Re-fill the empty positions carefully

Many businesses may find themselves with a lengthy list of roles which were vacated during the crisis but now need to be re-filled. Choosing the right fit for the team requires a great deal of consideration and must not be rushed. After all, if recruitment decisions are recklessly made, there will be spill-over effects on to other areas of the business and will result in wastage of the firm’s resources that will need to be directed towards training the carelessly hired employee.

Nevertheless, it is unreasonable to expect positions to continue to remain unfilled without risking a blow to the business. A possible solution to help tackle this dilemma is to make interim hires to keep the ship sailing, while searching for a candidate that meets the precise needs of the role. Hiring employees on a temporary basis also enables employers to observe employee performance in the given role, thereby, providing the option to offer them a full-time role if they fit the business expectations.

Understand new employee expectations

Hiring is a two-way process and there will be conditions on the employees’ part, too. Many candidates will now be aware of what they value most in a company, with job security being on top of the list. Employers will need to be accommodating to the requests of prospective candidates and understand that what was once seen as a perk will now be seen as an expectation. Remote work, for example, has become the new normal during the crisis and will likely continue in a post-COVID19 era for many types of roles.

Businesses will need to codify their work-from-home policies and determine which roles will become permanently remote. To do this, there are many important considerations which need to be addressed. The organisation should detail the way in which team connectivity will be facilitated, create a distinction between work and private hours, and also outline the tools that will be utilized to monitor work performance.

Prepare for the future

Prepping the organisation for remote work requires more than merely installing a video conferencing application. Businesses should be able to make use of existing and new tools to allow learning and performance management in an efficient manner. During the pandemic, members of the organisation have been closely connected, regularly communicating with each other while working remotely, and in order to ensure this practice continues in a post-COVID19 stage, firms should invest in engagement software tools to allow employees to interact effectively without experiencing any disruption to the information flow amongst the workers.

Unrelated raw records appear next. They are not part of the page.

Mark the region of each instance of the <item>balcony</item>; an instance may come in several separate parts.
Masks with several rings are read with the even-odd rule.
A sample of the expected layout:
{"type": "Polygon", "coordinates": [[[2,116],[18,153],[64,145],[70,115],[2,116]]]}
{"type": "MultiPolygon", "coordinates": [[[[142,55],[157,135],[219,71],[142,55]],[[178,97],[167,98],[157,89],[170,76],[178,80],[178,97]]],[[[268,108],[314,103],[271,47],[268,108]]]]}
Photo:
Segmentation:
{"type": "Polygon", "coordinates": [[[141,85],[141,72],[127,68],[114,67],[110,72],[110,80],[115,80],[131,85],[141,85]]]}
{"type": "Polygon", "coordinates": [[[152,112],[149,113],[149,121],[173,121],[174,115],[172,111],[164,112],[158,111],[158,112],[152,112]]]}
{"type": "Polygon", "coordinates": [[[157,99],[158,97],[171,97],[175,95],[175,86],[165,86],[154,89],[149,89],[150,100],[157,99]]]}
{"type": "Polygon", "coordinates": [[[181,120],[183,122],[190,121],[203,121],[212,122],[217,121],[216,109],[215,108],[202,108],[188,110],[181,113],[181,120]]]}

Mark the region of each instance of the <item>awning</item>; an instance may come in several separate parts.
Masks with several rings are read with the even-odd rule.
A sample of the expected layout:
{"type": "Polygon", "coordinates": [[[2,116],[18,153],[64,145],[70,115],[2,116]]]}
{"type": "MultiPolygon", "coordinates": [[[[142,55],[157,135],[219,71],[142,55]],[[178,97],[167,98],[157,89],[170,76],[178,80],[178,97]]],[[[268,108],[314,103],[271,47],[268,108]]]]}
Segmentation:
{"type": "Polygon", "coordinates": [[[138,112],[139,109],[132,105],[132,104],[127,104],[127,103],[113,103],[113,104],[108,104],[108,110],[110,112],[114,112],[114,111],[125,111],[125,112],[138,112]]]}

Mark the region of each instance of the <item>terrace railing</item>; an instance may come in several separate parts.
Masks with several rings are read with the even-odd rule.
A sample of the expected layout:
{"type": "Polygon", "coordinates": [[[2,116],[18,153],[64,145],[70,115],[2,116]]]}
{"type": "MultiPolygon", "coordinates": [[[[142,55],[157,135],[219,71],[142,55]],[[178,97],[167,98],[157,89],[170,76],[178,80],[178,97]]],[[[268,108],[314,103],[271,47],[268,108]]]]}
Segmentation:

The familiarisation with remote technology should be reflected by the interviewing process. Business will need to leverage video conferencing tools which has allowed organisations to hold meetings remotely along with specialised technology geared towards conducting interviews. This will allow employers to conduct interviews with multiple candidates in a timely manner.

In addition to the above, the crisis has highlighted the benefit of having a succession plan. Although large companies are often equipped with an such plans, ready to be executed in case of a crisis, the same cannot be said for small or medium enterprises. There needs to be a security plan in all departments in the event a key decision-making figure is affected by an illness or faces any problems which prevent him/her from being able to make key decisions. The plan must dictate who will make decisions in their absence and the procedures to follow should such a crisis occur.

It is vital that a company stays responsive to the shifting climate and make the necessary adjustments to help prepare for a different way of working. The way of work is changing, and business run the risk of missing out on top tier talent if they cannot act quickly and adapt to the shifting demands.